Attention, Marines: The NEW Maneuver Warfare Handbook is Now Available

In 1985, I published the Maneuver Warfare Handbook.  It is still in print almost forty years later and it has been translated into more than ten other languages, most recently in Russian and Ukrainian.  I now have the pleasure of announcing, not its replacement, but a supplement: The New Maneuver Warfare Handbook.

Why a new book when the old one is still useful?  Because in the years since 1985 we have learned a few things – enough that a new book is necessary.  Again, the new book does not replace the old, but augments it.  To “get” maneuver warfare in all you need to read both books (the older one first).

Like the old book, the new book is addressed directly to the Marines.  But the new book talks directly to the Army as well, especially to its Special Operations Forces.  The forward is written by an Army general, Jim Dubik, who I have known since he was a major.  And following the core of the book are appendices that speak to the Army, several written by LTG Dubik.
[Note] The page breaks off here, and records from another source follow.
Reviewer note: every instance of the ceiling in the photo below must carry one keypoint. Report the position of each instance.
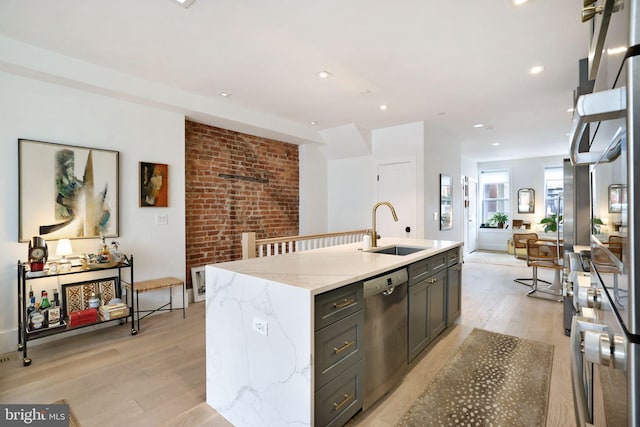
(451, 64)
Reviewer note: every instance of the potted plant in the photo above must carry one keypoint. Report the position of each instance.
(551, 223)
(499, 218)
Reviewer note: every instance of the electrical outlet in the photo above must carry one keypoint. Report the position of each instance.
(260, 326)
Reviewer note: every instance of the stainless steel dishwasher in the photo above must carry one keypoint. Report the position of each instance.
(385, 334)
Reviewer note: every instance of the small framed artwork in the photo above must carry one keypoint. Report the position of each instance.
(198, 282)
(66, 191)
(617, 198)
(154, 184)
(526, 200)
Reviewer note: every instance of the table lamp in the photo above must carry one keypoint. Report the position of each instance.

As in the original book, the new one has a section devoted to looking at key maneuver warfare concepts in some detail.  This section parallels Marine Colonel Mike Wyly’s tactical problems in the earlier book.  Addressed once again to small unit leaders, the concepts studied are Surfaces and Gaps, Mission Tactics, the Main Effort or Schwerpunkt, the Objective, and the Reserve.  The discussions include tactical exercises.  

The new book goes beyond the old in several respects.  I added a discussion of maneuver warfare culture, without which an armed service can talk about maneuver warfare but it can’t do it.  An army or Marine Corps that can do it is focused outward, on the situation, the enemy, and the result the situation requires, not inward on rules, processes, procedures, even orders.  The reader can decide for himself where the U.S. armed services stand today in this respect.

The new book also devotes more space to training, not only to what is trained but how it is trained.  The memorize / spit back / brain dump method is useless.  Here, the new book offers a discussion by retired Army Major Don Vandergriff, who has written by far the best material on how to train under the heading of Outcomes Based Learning.  One key to OBL is that procedures and techniques are taught in a tactical context, not in a stand-alone manner.

A target of this new material is all U.S. Special Operations Forces.  Why?  Because for the most part, they do the fighting.  The bulk of our armed services are seldom if ever employed.  While Washington pretends to focus on war with Russia or China, in reality nuclear-armed countries do not fight conventional wars with each other.  The real fighting is with non-state entities such as Hamas, al Qaeda and the Shabab.  That fighting is done by our SOF.  The new Handbook will be useful to them.

A final point:  the new book is a lot less expensive than the old one.  So get it, read it, and apply it to your own situation.  America needs to start winning.